Kristyn Beam, the paper’s first author, also has been impressed with the AI’s capabilities — though she admits rooting against it on the test.
“I wanted it not to do well, so from that perspective I was happy,” she said. “It’s a little bit of an existential thing, where you’ve trained for decades to be able to do all these things, then a computer can just come and all of a sudden do it.”
She realizes, however, that not only will newer versions of the model perform better — they’re now testing the next iteration, GPT4, against the same test and against the anesthesiology board exam — but that once humans figure out what it can and can’t do, it will be a potentially powerful tool in doctors’ offices and hospital clinics.
“I think if you move past that initial resistance and say, ‘This is coming, how can this actually help me do my job better?’ then you can move past the feeling of ‘What have these past several decades been for? What did I do all this hard work for?’” she said. “It is really important to figure out how to bring that into the clinical world and to bring it in safely, so that we’re not affecting patients in a bad way but using every tool available to us to deliver the best care we can.”
Part of that process will depend on understanding what these large language models are and why they do what they do, said Andrew Beam, who is the founding editor of a new journal, NEJM AI, focusing on AI in medicine.
These models are fundamentally prediction machines, he said, and are extraordinarily sensitive to prompts while insensitive to things a human respondent might think important, like what the user actually wants or even whether the answer is right.
For more technical requests, in fact, wrong answers may be common simply because most of the humans answering the question got it wrong. A workaround, he said, is in the prompt, asking the model to answer as if it is an expert or the smartest person in the world.

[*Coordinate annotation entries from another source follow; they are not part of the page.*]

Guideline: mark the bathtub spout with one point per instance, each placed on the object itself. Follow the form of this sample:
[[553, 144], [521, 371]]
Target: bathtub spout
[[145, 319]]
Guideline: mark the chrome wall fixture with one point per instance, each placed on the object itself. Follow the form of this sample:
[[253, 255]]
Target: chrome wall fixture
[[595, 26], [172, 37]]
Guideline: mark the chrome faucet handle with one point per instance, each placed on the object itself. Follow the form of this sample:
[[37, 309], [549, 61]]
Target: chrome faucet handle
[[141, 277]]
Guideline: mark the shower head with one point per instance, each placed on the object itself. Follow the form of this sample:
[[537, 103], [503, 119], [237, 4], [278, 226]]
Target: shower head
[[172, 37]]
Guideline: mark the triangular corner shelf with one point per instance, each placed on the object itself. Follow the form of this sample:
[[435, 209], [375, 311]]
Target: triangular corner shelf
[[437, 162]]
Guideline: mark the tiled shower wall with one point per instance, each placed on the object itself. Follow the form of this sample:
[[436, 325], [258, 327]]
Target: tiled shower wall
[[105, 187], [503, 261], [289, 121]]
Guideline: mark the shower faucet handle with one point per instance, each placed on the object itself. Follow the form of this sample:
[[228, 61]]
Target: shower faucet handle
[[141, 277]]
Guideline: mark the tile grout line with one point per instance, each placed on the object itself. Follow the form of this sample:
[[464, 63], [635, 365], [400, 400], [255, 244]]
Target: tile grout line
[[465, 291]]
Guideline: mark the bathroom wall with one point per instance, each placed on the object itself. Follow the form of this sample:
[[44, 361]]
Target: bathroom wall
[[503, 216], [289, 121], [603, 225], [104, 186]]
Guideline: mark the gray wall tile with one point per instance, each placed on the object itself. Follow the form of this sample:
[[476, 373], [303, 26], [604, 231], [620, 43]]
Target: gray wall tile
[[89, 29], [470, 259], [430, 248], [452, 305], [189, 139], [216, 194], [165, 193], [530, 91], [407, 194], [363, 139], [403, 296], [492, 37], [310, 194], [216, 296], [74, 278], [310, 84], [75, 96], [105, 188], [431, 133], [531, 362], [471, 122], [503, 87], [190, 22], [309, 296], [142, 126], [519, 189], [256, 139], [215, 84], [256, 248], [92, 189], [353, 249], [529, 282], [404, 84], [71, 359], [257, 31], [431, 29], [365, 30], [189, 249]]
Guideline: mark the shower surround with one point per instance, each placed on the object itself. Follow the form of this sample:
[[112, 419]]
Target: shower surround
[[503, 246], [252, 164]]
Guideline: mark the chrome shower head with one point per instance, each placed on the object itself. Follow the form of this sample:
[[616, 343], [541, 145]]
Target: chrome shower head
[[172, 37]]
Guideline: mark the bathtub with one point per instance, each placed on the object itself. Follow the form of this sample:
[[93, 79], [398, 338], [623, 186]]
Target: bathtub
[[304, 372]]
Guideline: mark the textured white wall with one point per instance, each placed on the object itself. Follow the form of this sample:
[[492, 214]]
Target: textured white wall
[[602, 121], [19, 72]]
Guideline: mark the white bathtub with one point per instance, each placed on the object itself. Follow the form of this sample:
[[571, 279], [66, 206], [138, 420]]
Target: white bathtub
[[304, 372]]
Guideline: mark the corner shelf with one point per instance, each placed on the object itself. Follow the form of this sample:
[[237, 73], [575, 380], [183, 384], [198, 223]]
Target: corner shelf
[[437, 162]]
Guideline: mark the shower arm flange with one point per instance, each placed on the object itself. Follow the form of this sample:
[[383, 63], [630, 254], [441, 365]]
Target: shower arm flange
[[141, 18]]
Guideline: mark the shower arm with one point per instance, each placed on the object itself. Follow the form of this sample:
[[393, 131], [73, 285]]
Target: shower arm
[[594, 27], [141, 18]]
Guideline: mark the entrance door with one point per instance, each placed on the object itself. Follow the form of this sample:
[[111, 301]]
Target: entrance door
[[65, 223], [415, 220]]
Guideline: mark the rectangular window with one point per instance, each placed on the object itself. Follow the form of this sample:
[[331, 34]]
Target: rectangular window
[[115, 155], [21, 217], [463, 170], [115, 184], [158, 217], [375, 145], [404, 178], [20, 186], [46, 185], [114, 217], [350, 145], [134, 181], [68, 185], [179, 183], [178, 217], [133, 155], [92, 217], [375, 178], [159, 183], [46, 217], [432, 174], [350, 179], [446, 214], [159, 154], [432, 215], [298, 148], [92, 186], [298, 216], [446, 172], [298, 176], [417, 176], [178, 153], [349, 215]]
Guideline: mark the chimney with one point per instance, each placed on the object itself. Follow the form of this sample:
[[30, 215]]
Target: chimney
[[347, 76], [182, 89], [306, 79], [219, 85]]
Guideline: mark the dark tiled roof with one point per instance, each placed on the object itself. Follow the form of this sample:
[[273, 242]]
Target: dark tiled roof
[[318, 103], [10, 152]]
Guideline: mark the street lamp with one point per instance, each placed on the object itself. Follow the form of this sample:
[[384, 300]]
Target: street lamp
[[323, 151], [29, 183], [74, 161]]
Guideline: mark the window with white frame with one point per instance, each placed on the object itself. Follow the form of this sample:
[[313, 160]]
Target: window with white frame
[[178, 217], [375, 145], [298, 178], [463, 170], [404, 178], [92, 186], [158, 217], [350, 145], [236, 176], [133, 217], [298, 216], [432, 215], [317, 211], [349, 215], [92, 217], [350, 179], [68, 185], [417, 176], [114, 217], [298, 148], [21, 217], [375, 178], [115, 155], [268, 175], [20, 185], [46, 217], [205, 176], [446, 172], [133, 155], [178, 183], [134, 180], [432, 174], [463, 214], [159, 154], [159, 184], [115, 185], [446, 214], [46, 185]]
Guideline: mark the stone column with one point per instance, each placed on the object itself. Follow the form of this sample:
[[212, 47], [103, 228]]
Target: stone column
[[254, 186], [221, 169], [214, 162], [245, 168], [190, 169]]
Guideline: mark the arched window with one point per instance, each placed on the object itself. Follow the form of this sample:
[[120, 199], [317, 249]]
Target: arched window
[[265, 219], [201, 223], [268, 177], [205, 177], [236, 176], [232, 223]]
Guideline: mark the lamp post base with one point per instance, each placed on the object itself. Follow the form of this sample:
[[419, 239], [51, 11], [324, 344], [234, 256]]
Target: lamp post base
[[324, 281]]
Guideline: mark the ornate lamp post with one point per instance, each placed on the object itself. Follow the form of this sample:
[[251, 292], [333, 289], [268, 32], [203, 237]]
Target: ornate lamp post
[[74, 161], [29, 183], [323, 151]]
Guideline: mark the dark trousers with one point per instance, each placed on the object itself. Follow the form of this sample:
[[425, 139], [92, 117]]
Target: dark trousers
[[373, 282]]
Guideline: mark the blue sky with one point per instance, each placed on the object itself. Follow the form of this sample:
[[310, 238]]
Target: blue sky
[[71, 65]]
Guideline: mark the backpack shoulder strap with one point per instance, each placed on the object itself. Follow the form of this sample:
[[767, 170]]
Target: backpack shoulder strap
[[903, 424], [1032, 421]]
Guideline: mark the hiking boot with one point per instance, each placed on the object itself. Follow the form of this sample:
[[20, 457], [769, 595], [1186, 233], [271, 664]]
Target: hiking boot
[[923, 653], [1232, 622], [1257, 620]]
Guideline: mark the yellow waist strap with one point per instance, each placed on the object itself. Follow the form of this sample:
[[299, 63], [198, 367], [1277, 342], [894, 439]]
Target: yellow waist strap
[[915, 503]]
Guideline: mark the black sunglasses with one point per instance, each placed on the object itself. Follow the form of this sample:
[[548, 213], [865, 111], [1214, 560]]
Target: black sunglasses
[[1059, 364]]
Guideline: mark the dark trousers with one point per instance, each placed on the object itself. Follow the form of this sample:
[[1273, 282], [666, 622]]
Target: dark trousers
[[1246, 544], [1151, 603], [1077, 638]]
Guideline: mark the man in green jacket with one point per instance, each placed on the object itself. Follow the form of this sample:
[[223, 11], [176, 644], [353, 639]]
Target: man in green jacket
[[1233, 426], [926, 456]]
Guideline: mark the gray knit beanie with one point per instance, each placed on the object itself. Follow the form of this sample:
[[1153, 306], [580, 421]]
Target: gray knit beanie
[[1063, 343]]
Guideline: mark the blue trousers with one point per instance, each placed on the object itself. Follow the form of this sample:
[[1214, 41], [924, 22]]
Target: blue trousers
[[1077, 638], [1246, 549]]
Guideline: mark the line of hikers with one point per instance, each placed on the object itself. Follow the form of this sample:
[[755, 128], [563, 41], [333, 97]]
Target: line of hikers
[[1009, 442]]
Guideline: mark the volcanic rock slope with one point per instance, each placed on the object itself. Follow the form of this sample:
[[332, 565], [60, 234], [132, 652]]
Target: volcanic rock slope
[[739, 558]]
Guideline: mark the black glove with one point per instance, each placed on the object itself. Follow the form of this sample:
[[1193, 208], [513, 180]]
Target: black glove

“Imagine that it’s read 1,000 questions that are very similar, and imagine that it’s a very difficult question and it’s reading it on posts and nine times out of 10, the text that it sees coming next is wrong. The average completion it actually sees is wrong,” Andrew Beam said. “But it’s able to kind of triangulate and know that the really smart people actually get this right. … Often the default completion is the correct one, but in some instances, it’s not. You have to kind of trick it into giving you the correct one.”
Another issue is what are called “hallucinations” where, if the answer isn’t in its data set, the large language model can make things up, including sources formatted to look quite convincing, while entirely imaginary.
It’s important to be aware of these limitations, but Andrew Beam said he doesn’t think they’ll be problems for long. None of them are problems of fundamental theory, he said, and workarounds are already being devised. Creating prompts that result in correct answers has been recognized as important enough that “prompt engineering” has become a new job description.
“I think of it almost like incantations where you have to say the right mystical phrase to the AI to get it to do the thing you want it to do,” Andrew Beam said. “A lot of people don’t realize that it will just happily make things up that sound completely, completely realistic.”
A corollary to all this, Beam said, is that it is important to know which version of a particular large language model you’re using. For example, ChatCPT 3.5, released late last year, is still freely available on the company website even though another version, GPT4, is more accurate. That version is available on a subscription basis. Most users will likely be attracted to the free tool and should keep in mind its limitations, he said.
“AI has been the thing that I’ve been interested in for 15 or 20 years and it has always been something that will happen, not something that is happening,” Andrew Beam said. “I definitely feel like something is happening now. This feels qualitatively different.”